Cemetery Caching or Am I Just Weird?

Saturday morning I awoke and resolved to find my one hundredth cache. I was not able to get started until one in the afternoon and I was sitting at seventy-nine. It was going to be a real challenge to find twenty-one caches before I lost the day light but I was determined to storm the beaches and make a go of it anyway. I got off to a great start, finding five in an hour. My GPS glowed warm in my hand as I flew from location to location, a man on a mission. My lofty goal seemed like it could actually be within reach. In my mind I was already composing the photograph for when I would find that hundredth cache. Should I model feigned surprise? Heady triumph? Manly bravado? Well, whatever I would do, it would be epic, like my twenty-one cache day.

But then I came upon cache number GC2FJ7V, Saint George's Cemetery.
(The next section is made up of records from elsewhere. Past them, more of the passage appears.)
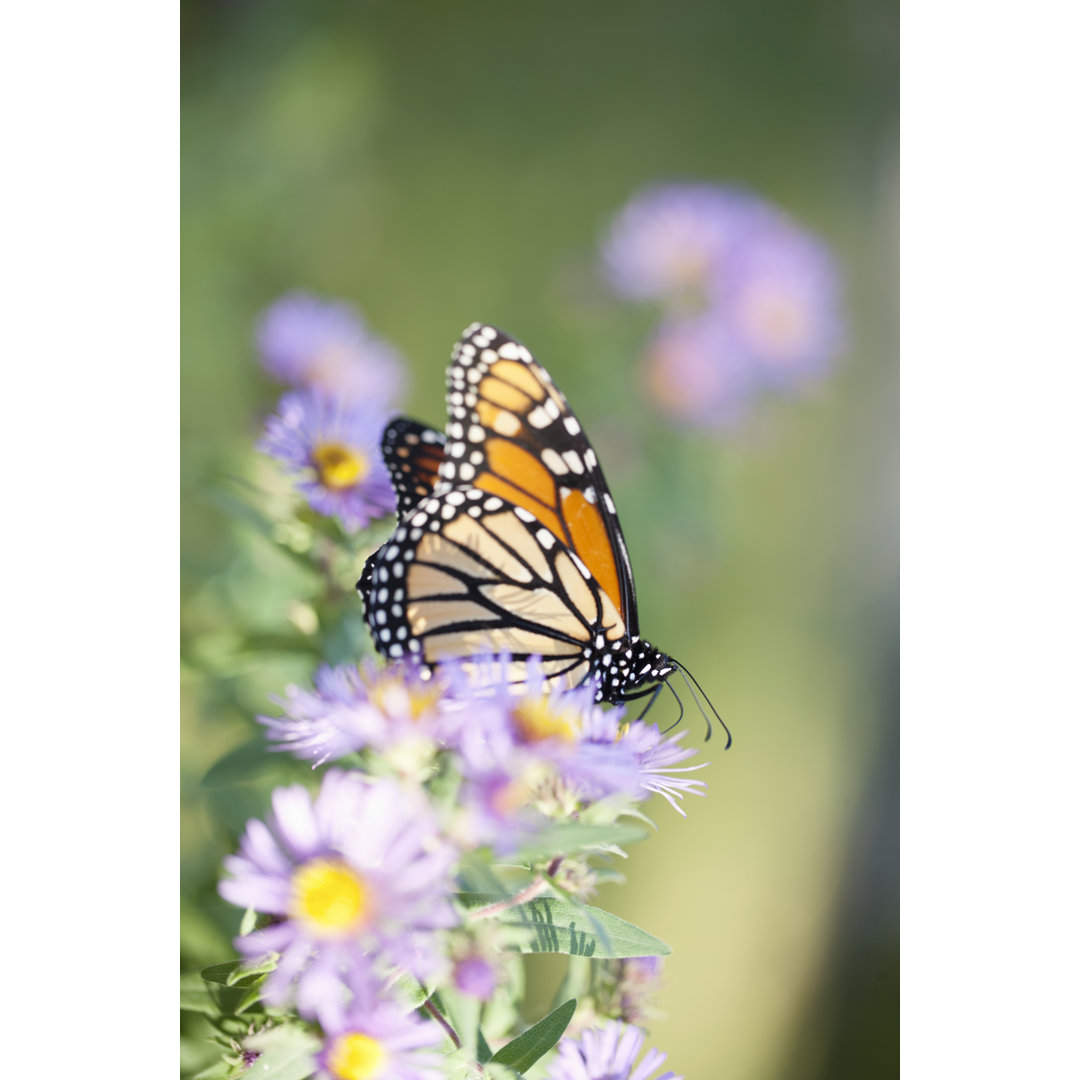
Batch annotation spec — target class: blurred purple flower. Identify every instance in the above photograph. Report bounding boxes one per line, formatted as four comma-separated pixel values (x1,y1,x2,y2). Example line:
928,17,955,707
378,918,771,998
720,218,845,390
315,986,446,1080
582,710,707,818
642,311,759,430
258,659,458,774
548,1021,684,1080
219,770,457,1025
603,184,765,308
434,656,637,853
604,184,846,430
613,956,663,1024
255,293,405,408
258,390,395,531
I knew then and there that my goal was in jeopardy because I love cemeteries.

OK...that last sentence sounded a lot less creepy and twisted in my head. An explanation perhaps?
 
Cemeteries fascinate me. Without a doubt, they can be places of great sorrow, especially in the wake of a tragic accident or a particularly harsh set of circumstances. But if you have ever stood in the middle of a quiet cemetery on a sunny afternoon as a cool breeze tosses the hair on your head and carries with it the faint scent of flowers in bloom, you know they are also places of great peace and rest.
Cemeteries, particularly old cemeteries like this gem located in Saint George's, Delaware, not far from the swirling waters of the C & D canal, are also large time capsules. They preserve an excellent and intriguing historical account, not only of life and death in a particular geographic area, but also of the ways we have chosen to memorialize our loved ones over the decades.
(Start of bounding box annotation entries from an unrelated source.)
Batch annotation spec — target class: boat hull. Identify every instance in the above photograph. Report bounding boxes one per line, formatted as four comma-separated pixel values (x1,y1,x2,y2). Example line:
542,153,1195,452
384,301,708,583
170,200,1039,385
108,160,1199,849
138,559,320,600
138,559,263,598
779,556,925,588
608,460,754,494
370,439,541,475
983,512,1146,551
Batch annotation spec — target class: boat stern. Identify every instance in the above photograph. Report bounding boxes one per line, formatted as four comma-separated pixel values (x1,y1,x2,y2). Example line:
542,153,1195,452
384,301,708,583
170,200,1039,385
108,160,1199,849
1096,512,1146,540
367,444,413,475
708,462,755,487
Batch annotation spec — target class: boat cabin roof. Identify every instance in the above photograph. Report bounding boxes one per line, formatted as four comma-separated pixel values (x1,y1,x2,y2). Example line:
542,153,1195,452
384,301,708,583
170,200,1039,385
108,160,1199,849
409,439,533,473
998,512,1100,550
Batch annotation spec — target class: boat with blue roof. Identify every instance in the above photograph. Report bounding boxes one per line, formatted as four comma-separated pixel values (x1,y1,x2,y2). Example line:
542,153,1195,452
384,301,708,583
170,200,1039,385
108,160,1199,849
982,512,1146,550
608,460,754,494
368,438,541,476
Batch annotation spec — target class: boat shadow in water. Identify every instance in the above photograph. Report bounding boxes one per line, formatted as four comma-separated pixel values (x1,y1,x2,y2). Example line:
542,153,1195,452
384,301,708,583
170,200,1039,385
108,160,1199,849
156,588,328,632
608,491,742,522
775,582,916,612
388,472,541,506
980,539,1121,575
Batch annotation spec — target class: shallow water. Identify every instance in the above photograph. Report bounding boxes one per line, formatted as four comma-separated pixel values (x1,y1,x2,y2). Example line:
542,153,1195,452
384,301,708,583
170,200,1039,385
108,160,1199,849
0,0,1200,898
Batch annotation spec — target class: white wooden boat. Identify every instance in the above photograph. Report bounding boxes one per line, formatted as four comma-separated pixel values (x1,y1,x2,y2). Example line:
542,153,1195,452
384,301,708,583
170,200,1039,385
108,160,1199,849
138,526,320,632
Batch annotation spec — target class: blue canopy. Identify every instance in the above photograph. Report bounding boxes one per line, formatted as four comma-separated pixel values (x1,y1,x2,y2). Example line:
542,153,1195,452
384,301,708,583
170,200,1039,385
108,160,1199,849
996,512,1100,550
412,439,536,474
They are a sacred storehouse of stories, carved in stone, set out to be read not only by friends and family, but by any soul who happens by. Declarations that a person was born, lived his life (however brief or long a time that may have been), died, and was remembered. Love, respect, and memory given physical form. Remembered for as long as the words retain their carved legibility in the surface of the stone marker.

I pulled in at the front gate of the cemetery and had the cache in ten minutes. Then I took my camera from my pack and began to wander. Lost in history, in the stories of people I will never meet, in the unspoiled peace of this amazing plot of ground, an intended fifteen minute stroll turned into a ninety minute one. I tried to capture some of the essence of this amazing afternoon below.




Birdwatchers, Booklovers, Gardeners...sounds like people I would have been very comfortable with. I like the simplicity of the plaque mounted on a natural boulder, the kind that could be found in any garden.




Families torn apart by war...as far back as World War One.




Departed this life the 25th day of October, 1772. The oldest stone I found, dated four years prior to the signing of the Declaration of Independence. As I looked I wondered, what caused 36 year old Mary to lose her life? Was she loyal to the king? Did she hold with the emerging principles of the coming revolution?




As a parent, I can not imagine a more desired epitaph for my grave.




I was playing with the position of the sun for this shot. Beautifully carved Celtic Cross.




Lizzie and Ella...two children who died two days apart in 1865. A beautiful monument to their memory, still clear 145 years later.




Amazing artistry still achingly beautiful 160 years after its carving.




The entire piece.




I saw this from across the cemetery and approached slowly. As I read the inscription on the front I became so overcome with emotion that I dropped to my knees. Tears falling unheeded down my cheeks I prayed for Chase's family.




A modern stone, with a beautiful tribute to the wishes of a married couple.




A most unique marker.




I had to end with this one. I will never get to know Leroy, but based on the images on his tombstone, I sure wish I had. Seems he and I would have gotten along rather well.


So what say you, fellow Geocacher? I love cemetery caches and look for them whenever I travel. Am I alone in my peculiar enjoyment of these caching forms or are there others of you out there who share my sentiment?